Atrus se volvió, trepó ladera arriba y pasó por encima del borde, echó a correr, sin hacer caso del impacto del calor, luchando contra él… pero era como correr a través de una sustancia espesa y glutinosa. Apenas había dado diez pasos cuando cayó hacia delante y al ponerse en pie se encontró mirando al lugar del que venía. Y al hacerlo, todo el borde del cráter tras él pareció alzarse en el aire.

Al volver en sí, Atrus se quedó sorprendido por lo que vio. Por todos lados se levantaban las grandes paredes del volcán, formando un círculo dentado allí donde se encontraban con el azul cegador del cielo.

Estaba en el cráter, el borde debía de haber cedido.

Se puso en pie lentamente. El vapor ondulaba a través del suelo salpicado de rocas del volcán, ocultando sus confines más apartados. De vez en cuando, las nubes daban forma a una figura, con contornos cristalinos de extraña belleza.

Enseguida vio la batería. Se acercó, se agachó y meneó la cabeza, sorprendido por su estado. Estaba prácticamente intacta. La piedra pulida del exterior tenía algunos golpes y rasguños, pero seguía de una pieza. Lo que es más, la aguja de la parte superior indicaba que estaba totalmente cargada.

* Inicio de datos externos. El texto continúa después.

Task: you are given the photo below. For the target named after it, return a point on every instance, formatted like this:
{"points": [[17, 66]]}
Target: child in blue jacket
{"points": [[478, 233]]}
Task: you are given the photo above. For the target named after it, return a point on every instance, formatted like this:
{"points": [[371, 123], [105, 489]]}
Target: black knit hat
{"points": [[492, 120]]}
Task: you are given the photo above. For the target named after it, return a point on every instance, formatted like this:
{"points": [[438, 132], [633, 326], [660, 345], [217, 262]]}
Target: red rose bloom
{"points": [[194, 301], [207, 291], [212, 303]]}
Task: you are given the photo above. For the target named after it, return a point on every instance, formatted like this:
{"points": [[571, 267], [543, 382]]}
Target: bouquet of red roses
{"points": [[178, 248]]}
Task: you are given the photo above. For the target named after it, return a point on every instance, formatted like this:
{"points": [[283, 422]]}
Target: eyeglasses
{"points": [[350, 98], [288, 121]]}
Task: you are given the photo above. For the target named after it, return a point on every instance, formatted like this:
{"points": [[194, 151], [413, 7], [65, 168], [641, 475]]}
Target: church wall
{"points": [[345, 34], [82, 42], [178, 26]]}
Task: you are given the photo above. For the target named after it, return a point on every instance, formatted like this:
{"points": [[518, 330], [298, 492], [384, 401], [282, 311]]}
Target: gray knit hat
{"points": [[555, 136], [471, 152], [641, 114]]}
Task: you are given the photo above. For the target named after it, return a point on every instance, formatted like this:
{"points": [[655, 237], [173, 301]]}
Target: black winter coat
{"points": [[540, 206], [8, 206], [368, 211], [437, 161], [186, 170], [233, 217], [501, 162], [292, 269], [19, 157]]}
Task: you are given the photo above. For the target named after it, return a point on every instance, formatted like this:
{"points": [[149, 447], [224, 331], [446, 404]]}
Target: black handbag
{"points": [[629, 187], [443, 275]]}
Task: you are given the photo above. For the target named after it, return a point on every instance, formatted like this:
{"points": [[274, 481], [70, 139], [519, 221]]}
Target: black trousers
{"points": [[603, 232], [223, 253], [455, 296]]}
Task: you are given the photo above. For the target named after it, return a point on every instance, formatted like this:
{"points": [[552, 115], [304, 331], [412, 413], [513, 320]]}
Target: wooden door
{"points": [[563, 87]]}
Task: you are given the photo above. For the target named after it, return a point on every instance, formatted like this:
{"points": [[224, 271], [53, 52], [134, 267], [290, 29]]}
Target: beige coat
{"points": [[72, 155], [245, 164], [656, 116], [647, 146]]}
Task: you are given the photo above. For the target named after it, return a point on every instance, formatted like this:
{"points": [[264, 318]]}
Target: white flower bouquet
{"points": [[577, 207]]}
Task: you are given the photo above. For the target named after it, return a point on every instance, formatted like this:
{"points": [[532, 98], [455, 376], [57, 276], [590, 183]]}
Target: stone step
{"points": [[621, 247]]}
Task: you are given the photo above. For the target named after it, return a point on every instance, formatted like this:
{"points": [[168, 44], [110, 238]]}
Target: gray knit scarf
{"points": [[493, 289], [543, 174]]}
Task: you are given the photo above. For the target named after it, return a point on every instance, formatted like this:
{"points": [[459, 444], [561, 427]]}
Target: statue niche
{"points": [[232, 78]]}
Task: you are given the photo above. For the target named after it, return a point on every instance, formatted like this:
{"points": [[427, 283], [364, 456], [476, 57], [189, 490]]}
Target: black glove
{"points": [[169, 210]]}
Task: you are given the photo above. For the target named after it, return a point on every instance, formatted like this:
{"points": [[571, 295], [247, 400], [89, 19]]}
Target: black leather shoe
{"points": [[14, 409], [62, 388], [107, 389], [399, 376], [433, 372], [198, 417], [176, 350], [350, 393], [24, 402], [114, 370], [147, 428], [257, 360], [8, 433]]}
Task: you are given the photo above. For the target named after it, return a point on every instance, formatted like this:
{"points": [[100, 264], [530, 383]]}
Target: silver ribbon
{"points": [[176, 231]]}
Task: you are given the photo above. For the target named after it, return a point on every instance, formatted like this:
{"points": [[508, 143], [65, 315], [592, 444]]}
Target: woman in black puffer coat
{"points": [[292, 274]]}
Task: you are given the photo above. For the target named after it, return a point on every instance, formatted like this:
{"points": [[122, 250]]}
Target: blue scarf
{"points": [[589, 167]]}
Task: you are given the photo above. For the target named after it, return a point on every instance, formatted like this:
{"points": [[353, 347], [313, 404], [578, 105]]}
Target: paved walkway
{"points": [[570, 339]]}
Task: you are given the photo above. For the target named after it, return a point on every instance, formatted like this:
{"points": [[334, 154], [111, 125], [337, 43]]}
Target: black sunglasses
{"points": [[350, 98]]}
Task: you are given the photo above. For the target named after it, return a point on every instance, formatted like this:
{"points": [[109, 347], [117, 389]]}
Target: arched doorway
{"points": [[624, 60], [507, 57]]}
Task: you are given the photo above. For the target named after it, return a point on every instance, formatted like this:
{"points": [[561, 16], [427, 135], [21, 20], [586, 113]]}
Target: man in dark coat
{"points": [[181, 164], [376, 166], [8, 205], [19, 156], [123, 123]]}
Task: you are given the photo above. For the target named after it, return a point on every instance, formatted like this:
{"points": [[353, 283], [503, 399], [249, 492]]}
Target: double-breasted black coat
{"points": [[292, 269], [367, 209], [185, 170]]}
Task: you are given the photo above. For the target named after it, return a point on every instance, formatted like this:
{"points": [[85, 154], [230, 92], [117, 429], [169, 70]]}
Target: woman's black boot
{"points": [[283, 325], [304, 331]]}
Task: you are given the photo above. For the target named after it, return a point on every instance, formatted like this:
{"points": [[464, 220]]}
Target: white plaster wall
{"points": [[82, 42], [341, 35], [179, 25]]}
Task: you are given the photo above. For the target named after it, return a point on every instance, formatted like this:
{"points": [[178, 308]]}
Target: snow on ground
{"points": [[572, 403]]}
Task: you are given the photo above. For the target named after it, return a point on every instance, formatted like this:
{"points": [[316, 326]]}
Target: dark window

Atrus se rió encantado. Limpió su superficie con cariño. Al menos ahora sabía que el principio tenía una base sólida. Si encontraba la chimenea adecuada, si conseguía la presión correcta, entonces funcionaría y tendrían un suministro ilimitado de electricidad. Sus vidas cambiarían. La grieta brillaría como el ojo de un gato en la noche del desierto.

Sonriendo, Atrus alzó la cabeza y miró justo enfrente. Por un instante, una nube de vapor le impidió ver. Luego, cuando se aclaró, se encontró mirando a la negrura.

Era una cueva. O una especie de túnel.

Se puso en pie y dio un paso en aquella dirección.

Extraño. Casi parecía que hubiera sido excavado en la roca.

El vapor se arremolinó de nuevo, ocultándolo.

—¡Atrus!

Se volvió y vio a Anna allí en lo alto, su silueta recortada contra el borde del cráter.

—¡Sube! ¡Sube ahora mismo!

—Pero mi batería…

—¡Ahora mismo!

En el camino de vuelta, Anna mantuvo un silencio inusual. Entonces, de pronto, se detuvo y se encaró con él.

—Atrus, ¿qué viste?

—Vi… —Vaciló, sorprendido por su pregunta.

—Atrus. Contéstame. ¿Qué es lo que viste?

—Mi batería. Mi batería estaba cargada.

Anna exhaló un suspiro.

—¿Y eso fue todo?

—Había vapor. Mucho vapor. —Frunció el entrecejo y añadió— Mi batería. Tengo que recoger mi batería.

Hizo ademán de volver atrás, pero ella le puso la mano en el brazo con suavidad.

—Olvida la batería. Es demasiado peligroso. Vamos, tienes que lavarte.